No respondió. Oímos en la lejanía retumbar un trueno. Una ráfaga de viento cerró la puerta de salida de un portazo. Pensé unos segundos. El hombre esperaba, impasible frente a mí, escrutando mi rostro como si intentara leer mis pensamientos.
—Quédese aquí. Ahora vuelvo —dije precipitándome al pasillo.
—¿Adónde va? ¡No me deje solo! —imploró como un niño al que van a abandonar.
Cerca de la salida, me estremeció el ruido metálico de la puerta que se abría y cerraba violentamente en función de la corriente de aire. Me acerqué a ella lentamente con miedo al horror que me esperaba fuera. Agarré la manija y contemplé el paisaje devastado por la tempestad. Una espesa espuma blanquecina se extendía hasta donde alcanzaba la vista sobre el océano agitado. Los chorros de espuma, barridos por las rachas de viento, se elevaban por encima de la borda formando remolinos. A unos cables del barco, un rayo cruzó el cielo, extendiendo sus brazos por la penumbra. Los movimientos del oleaje parecían irreales, exuberantes, como si la naturaleza nos mostrara toda su fuerza. Al navío, presa de la tormenta, le costaba remontar la gigantesca pendiente de agua que se erigía frente a él. El barullo ambiental tapaba el ruido de los motores. De hecho, me preguntaba si todavía estaban operativos. Cuando llegamos al apogeo de la pendiente, el nivel del suelo se estabilizó. El barco, inmóvil, recobró el aliento antes de caer en el vacío, con la proa por delante. La aceleración fue brutal y el nivel del suelo volvió a inclinarse hacia delante.

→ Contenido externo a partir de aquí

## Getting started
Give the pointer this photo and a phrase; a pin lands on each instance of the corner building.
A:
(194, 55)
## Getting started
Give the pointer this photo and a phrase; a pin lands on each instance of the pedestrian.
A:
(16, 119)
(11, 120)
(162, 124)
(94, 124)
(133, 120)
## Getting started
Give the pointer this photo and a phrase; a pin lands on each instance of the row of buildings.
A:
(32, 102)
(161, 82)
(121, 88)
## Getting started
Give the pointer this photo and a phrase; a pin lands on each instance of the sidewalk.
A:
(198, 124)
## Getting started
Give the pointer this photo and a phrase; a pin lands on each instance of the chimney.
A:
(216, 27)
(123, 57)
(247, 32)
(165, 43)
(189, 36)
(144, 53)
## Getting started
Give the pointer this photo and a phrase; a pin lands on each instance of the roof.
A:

No había sitio al que ir; imposible salir de allí sin ahogarse. Estábamos atrapados. El cielo, cubierto de espesas nubes, aprisionaba la luz de esa luna que tanto buscaba con la mirada. Me había abandonado. Mi todopoderosa luna. Un chorro de agua salada entró por el resquicio de la puerta y me salpicó. No era bienvenido. Volví a cerrar la puerta precipitadamente y me caí al suelo, pegado al frío metal. Nuestra única esperanza dependía de la solidez del navío. Si nos hundíamos, no habría superviviente. Volví al camarote. El hombre giró la cabeza en mi dirección y me escrutó el rostro con los ojos bien abiertos, deseoso de conocer mi decisión.
—No hay nada que hacer —dije afligido—. Es imposible salir de aquí sin ahogarse.
No parecía decepcionado por mi respuesta. Si seguía vivo era precisamente por esa deducción. Me tumbé en la cama mojada e intenté cerrar los ojos, aislándome en un rincón de mi cabeza, al abrigo de los manzanos de mi infancia, cerca de Mathilde y Jeanne.